I’ve known Paul since we were drafted. I actually got to know him right before that at the Chicago Combine. I remember going out to dinner with him right across the street from our hotel. I also spend most of my summers at home around Indianapolis, and I’ve seen him training there. So we’ve always had a connection. It was really unfortunate to see what happened to him in Las Vegas.
Since the injury, people have not only been praising his game, but they’ve been praising his character. I can tell you that they’re not just saying that because it’s what you say because you feel bad for him. He really is a great guy.
When the injury happened, I was on the bench. I saw him go up for the block and when he landed, I saw his foot and his leg go the opposite way of his body. I remember thinking to myself, “Man, that seemed like it was bad.” But the way he kind of just rolled over and wasn’t screaming or anything — I didn’t know at first how severe it was.
For a second, I thought maybe he twisted an ankle or something, and he’d be fine. We were all just kind of wondering what happened. But when everyone rushed over, you knew it was bad. Some of the players came back to the bench, and said they saw bone sticking out. All I could think was, “I hope he’s okay.”
After it happened, it was crazy how quiet it was. The crowd was just shocked. You could hear little murmurs, and that was about it. For there to be that many people in the arena and for it to be that quiet, it was kind of an eerie feeling.
As they treated him and put him on the stretcher, our minds were so focused on Paul that none of us really wanted to play after that. We were all like, “We’ve got to be done. We’re not playing anymore.” It would’ve been just too hard to shake that feeling. When we walked off and went into the locker room, it was still really eerie. Guys really didn’t say very much.
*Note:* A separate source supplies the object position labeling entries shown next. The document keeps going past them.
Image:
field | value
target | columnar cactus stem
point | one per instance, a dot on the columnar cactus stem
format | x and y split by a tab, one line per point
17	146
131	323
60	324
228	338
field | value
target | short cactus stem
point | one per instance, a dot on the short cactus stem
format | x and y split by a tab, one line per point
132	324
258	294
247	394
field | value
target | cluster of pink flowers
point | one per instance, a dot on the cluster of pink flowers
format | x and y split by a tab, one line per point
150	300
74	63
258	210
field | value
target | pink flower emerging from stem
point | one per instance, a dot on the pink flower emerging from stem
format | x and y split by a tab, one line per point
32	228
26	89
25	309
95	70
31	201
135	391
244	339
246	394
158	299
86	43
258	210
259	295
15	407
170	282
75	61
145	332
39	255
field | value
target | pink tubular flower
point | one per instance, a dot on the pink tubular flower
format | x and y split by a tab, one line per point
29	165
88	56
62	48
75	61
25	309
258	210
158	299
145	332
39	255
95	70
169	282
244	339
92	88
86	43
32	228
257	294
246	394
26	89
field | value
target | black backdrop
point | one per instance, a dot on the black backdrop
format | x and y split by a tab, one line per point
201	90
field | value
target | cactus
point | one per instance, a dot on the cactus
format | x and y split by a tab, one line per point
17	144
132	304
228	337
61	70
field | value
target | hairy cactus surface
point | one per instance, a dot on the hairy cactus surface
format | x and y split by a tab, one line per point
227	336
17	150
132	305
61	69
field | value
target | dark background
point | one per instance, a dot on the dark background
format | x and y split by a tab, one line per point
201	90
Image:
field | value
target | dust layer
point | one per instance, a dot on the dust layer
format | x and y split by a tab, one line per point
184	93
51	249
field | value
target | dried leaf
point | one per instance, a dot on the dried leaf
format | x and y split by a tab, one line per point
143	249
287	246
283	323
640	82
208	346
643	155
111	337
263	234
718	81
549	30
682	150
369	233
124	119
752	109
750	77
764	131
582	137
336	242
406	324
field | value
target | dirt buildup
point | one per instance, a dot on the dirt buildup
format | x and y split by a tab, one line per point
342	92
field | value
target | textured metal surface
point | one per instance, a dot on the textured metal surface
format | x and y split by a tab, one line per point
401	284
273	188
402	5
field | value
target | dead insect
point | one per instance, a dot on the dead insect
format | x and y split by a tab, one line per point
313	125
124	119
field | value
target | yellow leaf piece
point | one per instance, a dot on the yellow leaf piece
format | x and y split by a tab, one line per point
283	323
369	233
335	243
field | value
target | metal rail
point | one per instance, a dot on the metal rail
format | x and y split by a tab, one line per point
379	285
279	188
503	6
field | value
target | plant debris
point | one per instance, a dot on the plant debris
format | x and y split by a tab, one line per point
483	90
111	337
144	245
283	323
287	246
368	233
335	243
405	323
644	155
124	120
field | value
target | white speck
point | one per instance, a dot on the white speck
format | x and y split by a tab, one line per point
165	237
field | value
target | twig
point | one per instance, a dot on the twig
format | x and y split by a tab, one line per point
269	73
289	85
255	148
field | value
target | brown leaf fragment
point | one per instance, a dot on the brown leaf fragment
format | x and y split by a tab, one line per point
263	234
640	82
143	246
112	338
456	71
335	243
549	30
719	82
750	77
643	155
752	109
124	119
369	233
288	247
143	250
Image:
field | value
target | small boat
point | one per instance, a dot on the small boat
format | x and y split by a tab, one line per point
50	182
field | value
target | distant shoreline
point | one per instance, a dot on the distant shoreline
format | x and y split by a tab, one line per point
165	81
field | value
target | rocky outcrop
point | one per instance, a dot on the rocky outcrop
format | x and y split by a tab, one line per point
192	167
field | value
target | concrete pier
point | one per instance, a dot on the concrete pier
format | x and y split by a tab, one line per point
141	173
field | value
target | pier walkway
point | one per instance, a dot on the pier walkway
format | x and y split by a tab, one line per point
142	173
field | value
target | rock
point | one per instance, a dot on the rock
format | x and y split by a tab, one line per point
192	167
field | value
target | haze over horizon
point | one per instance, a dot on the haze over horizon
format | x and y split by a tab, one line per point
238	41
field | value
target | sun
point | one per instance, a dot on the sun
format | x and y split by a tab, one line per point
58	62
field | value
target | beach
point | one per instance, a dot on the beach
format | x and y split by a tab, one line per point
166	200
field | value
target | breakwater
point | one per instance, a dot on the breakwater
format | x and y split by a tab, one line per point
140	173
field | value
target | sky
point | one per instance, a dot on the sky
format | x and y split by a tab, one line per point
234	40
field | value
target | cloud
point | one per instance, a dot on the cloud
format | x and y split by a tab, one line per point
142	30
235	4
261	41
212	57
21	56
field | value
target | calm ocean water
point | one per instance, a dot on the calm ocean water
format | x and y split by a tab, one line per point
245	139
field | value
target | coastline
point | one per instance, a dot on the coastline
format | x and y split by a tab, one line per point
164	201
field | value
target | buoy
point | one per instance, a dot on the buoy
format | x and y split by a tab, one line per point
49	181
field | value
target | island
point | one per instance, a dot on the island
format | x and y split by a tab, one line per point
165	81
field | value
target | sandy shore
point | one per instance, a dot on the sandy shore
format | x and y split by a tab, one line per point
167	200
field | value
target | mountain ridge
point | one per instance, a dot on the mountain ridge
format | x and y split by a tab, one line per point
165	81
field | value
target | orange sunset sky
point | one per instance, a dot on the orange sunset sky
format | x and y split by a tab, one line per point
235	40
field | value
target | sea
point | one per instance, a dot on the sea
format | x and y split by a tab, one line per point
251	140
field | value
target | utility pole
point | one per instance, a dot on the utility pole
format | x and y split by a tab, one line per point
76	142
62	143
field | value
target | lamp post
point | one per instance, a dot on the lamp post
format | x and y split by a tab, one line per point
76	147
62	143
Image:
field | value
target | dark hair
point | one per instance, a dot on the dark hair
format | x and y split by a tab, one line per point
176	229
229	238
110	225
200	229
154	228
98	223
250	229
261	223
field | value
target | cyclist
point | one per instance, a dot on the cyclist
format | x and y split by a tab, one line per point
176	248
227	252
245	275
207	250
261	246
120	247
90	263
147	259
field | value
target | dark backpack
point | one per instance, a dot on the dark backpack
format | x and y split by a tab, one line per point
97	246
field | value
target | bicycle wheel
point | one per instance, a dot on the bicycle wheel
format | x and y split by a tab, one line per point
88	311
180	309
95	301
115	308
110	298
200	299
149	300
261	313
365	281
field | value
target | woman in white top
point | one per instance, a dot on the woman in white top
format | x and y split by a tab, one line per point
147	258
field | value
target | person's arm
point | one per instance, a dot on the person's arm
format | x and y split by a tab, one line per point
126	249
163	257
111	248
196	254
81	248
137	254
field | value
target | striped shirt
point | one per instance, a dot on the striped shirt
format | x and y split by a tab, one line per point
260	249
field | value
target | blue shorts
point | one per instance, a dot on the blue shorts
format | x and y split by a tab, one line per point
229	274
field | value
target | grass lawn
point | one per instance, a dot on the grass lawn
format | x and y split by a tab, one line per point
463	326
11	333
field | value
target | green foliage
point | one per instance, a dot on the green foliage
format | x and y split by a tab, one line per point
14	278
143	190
We all sat there with towels over our heads, thinking and praying for Paul. You hate to see somebody go down like that. When an injury like that happens, it puts things in perspective for you. So I think everyone was just reflecting a little bit. A lot of prayers were said. We were hoping for the best for Paul.
When Coach K and Mr. Colangelo came in to talk to us, what they said was basically all about Paul. Guys were still in shock about what happened. We were all quiet the entire time. They told us they weren’t going to make any roster decisions at that time. Instead, they were going to take some time and reflect on the situation, think about it, and get back to us. They encouraged us to reach out to Paul and reach out to his family.
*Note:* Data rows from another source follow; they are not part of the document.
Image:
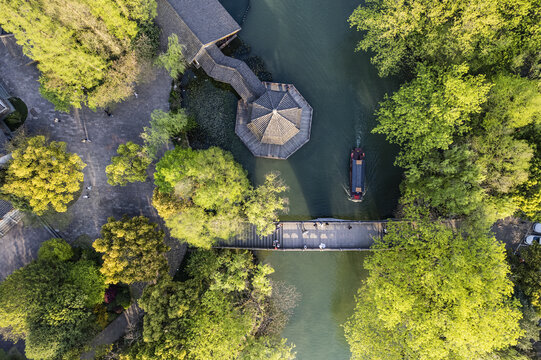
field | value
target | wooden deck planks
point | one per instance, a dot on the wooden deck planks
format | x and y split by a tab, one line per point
309	235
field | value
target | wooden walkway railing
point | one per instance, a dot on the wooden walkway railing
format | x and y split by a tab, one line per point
313	235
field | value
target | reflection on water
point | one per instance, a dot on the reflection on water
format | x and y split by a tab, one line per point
327	282
308	43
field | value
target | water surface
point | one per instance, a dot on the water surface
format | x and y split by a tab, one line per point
309	43
327	282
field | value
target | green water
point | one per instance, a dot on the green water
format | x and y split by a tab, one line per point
309	43
327	283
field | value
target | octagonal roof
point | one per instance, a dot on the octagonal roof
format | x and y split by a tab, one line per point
275	125
275	117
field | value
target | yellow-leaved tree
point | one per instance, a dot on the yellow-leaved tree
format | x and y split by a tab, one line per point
132	250
43	175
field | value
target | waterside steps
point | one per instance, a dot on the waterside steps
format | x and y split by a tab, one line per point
313	235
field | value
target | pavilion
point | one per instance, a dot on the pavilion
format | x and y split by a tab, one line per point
273	119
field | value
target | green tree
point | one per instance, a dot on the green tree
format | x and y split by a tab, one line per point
514	101
264	204
132	250
173	59
164	126
49	303
426	113
528	276
204	195
129	166
44	175
448	182
214	314
433	293
504	160
212	187
84	49
484	33
55	250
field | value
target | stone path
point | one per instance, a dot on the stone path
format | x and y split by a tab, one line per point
87	215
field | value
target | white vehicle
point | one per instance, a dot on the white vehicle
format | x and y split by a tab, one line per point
531	238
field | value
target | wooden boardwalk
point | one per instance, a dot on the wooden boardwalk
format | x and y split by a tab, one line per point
313	235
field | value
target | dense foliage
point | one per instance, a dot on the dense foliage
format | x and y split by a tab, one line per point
43	175
49	303
217	313
132	250
129	166
88	52
527	274
163	127
505	34
467	123
433	293
204	195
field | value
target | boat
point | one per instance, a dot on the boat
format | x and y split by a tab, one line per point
357	168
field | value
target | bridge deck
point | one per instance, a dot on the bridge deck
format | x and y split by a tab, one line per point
310	235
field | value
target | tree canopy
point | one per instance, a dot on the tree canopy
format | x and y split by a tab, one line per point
204	195
49	303
425	114
129	166
43	175
87	51
216	313
132	250
502	34
433	293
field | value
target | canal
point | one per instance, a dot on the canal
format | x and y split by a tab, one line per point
309	43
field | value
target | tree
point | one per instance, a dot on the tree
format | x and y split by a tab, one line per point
264	204
214	314
204	195
495	33
425	114
163	127
504	160
433	293
448	182
528	276
132	250
49	303
84	49
212	188
173	60
55	250
43	174
514	101
129	166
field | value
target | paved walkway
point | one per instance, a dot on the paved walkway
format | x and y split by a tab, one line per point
86	216
310	235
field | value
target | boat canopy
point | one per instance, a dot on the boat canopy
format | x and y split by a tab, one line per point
357	176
“He needs you guys right now,” they said.
Since the injury, Paul has been posting to Twitter and Instagram, and from the emails and text messages I received, it seems like he’s doing fine and is remaining pretty positive. It’s definitely good to see that he’s being so optimistic, and isn’t letting this setback get the best of him.
A lot of questions have been raised now about the risk of injury in a competition like this. I don’t think it’s something you can think about. You just have to go out there and play. As soon as you start thinking about injuries and you’re tentative, bad things happen.
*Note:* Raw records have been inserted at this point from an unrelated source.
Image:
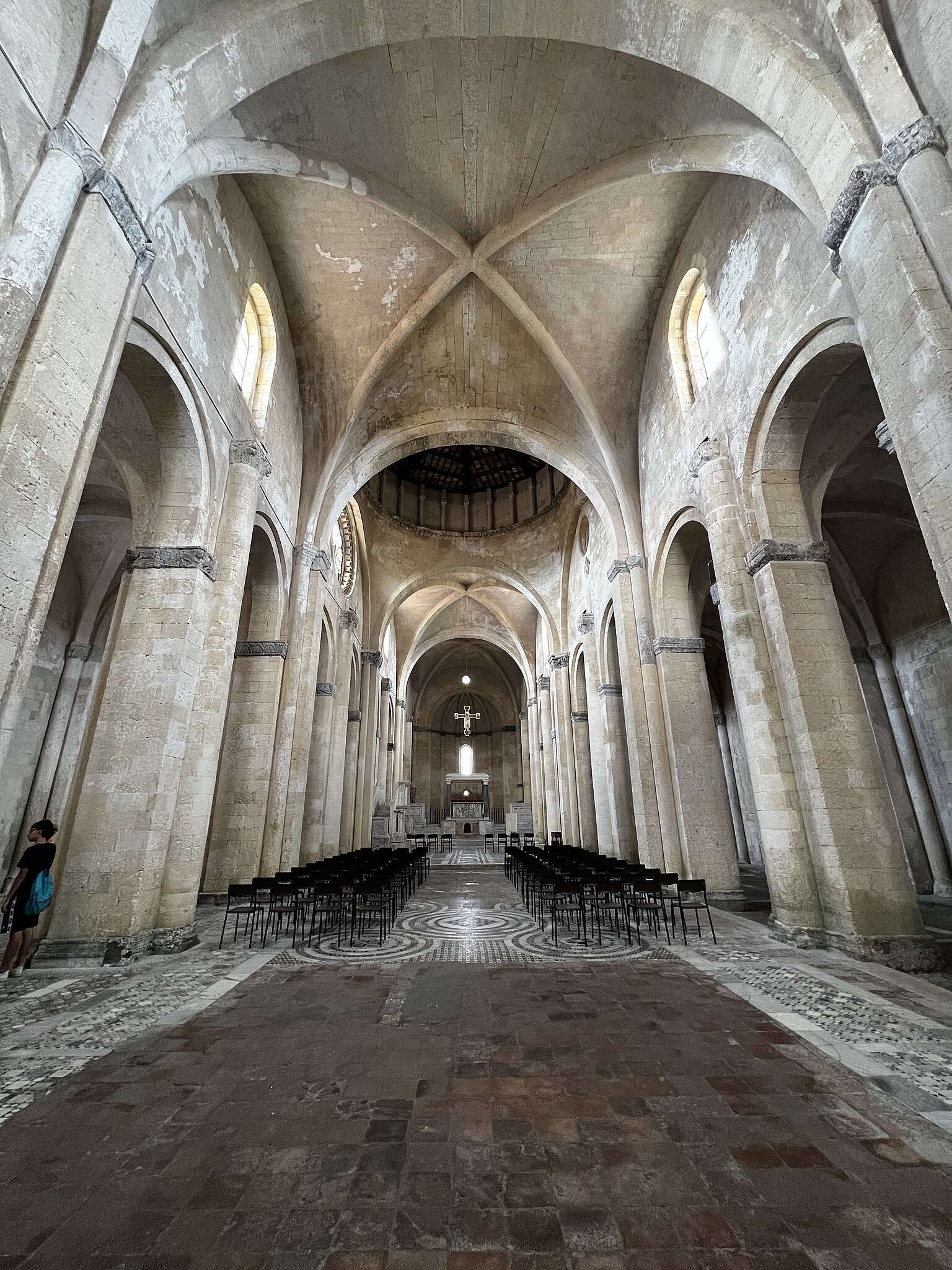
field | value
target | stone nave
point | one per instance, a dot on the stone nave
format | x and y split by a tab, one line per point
430	422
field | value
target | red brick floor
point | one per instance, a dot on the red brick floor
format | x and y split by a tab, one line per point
469	1118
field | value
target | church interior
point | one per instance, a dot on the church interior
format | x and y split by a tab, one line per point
477	572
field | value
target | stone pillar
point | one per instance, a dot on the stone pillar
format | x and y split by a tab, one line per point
200	766
66	371
906	326
318	771
539	794
655	815
598	742
55	737
338	773
625	835
862	879
787	859
562	709
588	828
352	750
112	881
913	771
293	745
553	818
733	798
700	785
236	838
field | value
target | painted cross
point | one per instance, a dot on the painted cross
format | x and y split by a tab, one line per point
467	717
That’s just the nature of sports in general. You go out and play.
There is risk wherever you are. During the offseason, guys play pick-up games all the time where they could get hurt. The only time I’m ever cautious is if I’m playing somewhere where I don’t know everybody playing, and somebody is trying to prove something, or do something that would hurt me. That’s where I would walk away and say, “I don’t want to risk it.”
But in a situation like Paul’s, where everybody is just trying to compete and guys aren’t trying to hurt anybody else, sometimes things happen, and there’s nothing you can do about that. I just wish him a speedy recovery and can’t wait to see him back out there playing again soon.